Miriam Eberlein vom Heilbronner Stadtarchiv hat sich durch Tausende Fotos gearbeitet. Müde wurde sie nicht, vielmehr von Foto zu Foto begeisterter: "In diesen Bildern können Sie versinken", schwärmt die Archivarin. Sie hat aus den Tausenden die 450 Bilder ausgewählt, die von 10. November bis 29. Mai 2016 im Otto-Rettenmaier-Haus, dem Haus der Stadtgeschichte Heilbronn, ausgestellt sein werden. Als Einzelfotos im Treppenhaus oder auf großen Schautafeln in der Ausstellungsebene, in Originalabzügen, die Hermann Eisenmenger selbst vergrößert hat, oder als digital verarbeitete Dokumente für jene Ausstellungsbesucher, die in die Tiefe gehen wollen.

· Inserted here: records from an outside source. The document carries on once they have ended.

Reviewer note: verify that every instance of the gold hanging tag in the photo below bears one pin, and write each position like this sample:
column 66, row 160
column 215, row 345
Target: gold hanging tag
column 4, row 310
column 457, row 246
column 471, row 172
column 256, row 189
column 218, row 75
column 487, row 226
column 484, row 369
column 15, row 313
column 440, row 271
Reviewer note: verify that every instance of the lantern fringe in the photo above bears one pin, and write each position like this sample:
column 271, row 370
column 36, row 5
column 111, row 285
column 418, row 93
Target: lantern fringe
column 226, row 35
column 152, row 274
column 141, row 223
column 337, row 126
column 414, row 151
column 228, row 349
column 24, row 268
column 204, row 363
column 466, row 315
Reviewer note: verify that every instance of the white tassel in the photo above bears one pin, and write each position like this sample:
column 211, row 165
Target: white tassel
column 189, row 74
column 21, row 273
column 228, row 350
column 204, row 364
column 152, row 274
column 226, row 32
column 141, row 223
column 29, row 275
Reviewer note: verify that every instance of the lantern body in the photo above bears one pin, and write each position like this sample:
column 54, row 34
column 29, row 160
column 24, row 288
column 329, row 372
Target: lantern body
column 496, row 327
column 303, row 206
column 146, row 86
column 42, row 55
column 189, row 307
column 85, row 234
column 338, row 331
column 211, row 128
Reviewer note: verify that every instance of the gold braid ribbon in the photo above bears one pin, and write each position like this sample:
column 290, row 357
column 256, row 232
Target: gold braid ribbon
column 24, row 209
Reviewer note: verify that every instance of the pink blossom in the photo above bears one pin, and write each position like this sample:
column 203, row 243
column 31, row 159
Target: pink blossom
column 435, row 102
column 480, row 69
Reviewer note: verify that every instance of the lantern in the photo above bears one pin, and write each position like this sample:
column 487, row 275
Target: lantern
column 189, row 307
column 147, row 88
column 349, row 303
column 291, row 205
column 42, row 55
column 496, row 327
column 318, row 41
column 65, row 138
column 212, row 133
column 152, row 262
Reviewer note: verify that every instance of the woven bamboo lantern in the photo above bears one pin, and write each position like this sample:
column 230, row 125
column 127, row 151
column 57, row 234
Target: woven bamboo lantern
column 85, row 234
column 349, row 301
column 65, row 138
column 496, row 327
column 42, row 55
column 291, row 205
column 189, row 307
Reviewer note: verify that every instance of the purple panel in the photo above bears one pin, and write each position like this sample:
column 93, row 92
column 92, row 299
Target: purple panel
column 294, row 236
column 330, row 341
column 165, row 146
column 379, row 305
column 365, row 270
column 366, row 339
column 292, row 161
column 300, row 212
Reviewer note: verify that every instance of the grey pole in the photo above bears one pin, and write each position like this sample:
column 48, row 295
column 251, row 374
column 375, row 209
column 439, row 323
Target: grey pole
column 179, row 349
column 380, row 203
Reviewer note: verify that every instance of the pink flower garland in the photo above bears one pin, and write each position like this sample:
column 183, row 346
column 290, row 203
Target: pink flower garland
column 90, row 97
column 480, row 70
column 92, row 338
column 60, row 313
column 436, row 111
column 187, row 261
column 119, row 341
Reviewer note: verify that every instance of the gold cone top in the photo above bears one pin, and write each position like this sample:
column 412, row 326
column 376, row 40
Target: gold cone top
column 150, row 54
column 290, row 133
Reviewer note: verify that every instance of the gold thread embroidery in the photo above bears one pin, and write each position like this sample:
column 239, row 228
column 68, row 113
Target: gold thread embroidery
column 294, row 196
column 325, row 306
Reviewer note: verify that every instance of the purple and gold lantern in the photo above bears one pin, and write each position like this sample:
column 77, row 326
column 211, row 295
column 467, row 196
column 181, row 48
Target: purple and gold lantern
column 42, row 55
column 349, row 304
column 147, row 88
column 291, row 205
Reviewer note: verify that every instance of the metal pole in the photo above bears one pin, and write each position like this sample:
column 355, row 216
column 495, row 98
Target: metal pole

Für das Heilbronner Stadtarchiv, dessen Bestände und Sammlungen Miriam Eberlein verantwortet, ist die Retrospektive aus Anlass des 90. Geburtstages von Hermann Eisenmenger an diesem Sonntag nicht nur eine einzelne Ausstellung herausragender "Heilbronner Zeitbilder" der Jahre 1947 bis 2000 (so auch der Titel des umfassenden Katalogs). Die Sammlung der Fotografien Hermann Eisenmengers stuft Eberlein als einen "der wichtigsten Bestände" des Archivs ein. Stadtarchiv und Heilbronner Stimme haben gemeinsam die Nutzungsrechte am fotografischen Werk des Zeitungsfotografen von dessen Witwe Elke Eisenmenger erhalten. Gemeinsam machte man sich an die Mammutaufgabe, die Fotos zu digitalisieren. Stadt- und Zeitungsarchiv haben nun jederzeit Zugriff auf die Fotos.

Verschiedene Rollen

Die Bilder zeigen die so unterschiedlichen und sich genial ergänzenden Rollen auf, in die Hermann Eisenmenger Zeit seines Leben schlüpfte. 1925 in eine kinderreiche Heilbronner Familie hineingeboren, im Januar 2007 in seiner Heimatstadt verstorben, war als Fotograf über Jahrzehnte Chronist, Zeitzeuge, Reporter, Beobachter und Künstler zugleich. Er selbst sah sich als Handwerker − doch diese untertreibende Selbsteinschätzung ist seinem Understatement zuzuschreiben. Viele Worte pflegte er nicht zu machen über sich und seine Arbeit. Lieber wäre ihm stets gewesen, die in ihre eigenen Sätze verliebten Redakteure hätten häufiger auf seine Fotos Rücksicht genommen und ihnen den Platz eingeräumt, der ihnen zweifelsohne gebührte. Das heutige Zeitungsdesign, das den Fotos einen eigenständigen, größeren Raum gibt, wäre so recht nach dem Geschmack von Hermann Eisenmenger gewesen.

 

Info

"Hermann Eisenmenger Fotografien − Heilbronner Zeitbilder 1947 - 2000" 10. November bis 29. Mai 2016, Otto-Rettenmaier-Haus Haus der Stadtgeschichte Heilbronn, täglich (außer Montag) 10 bis 17 Uhr, Dienstag 10 bis 19 Uhr. Eintritt frei.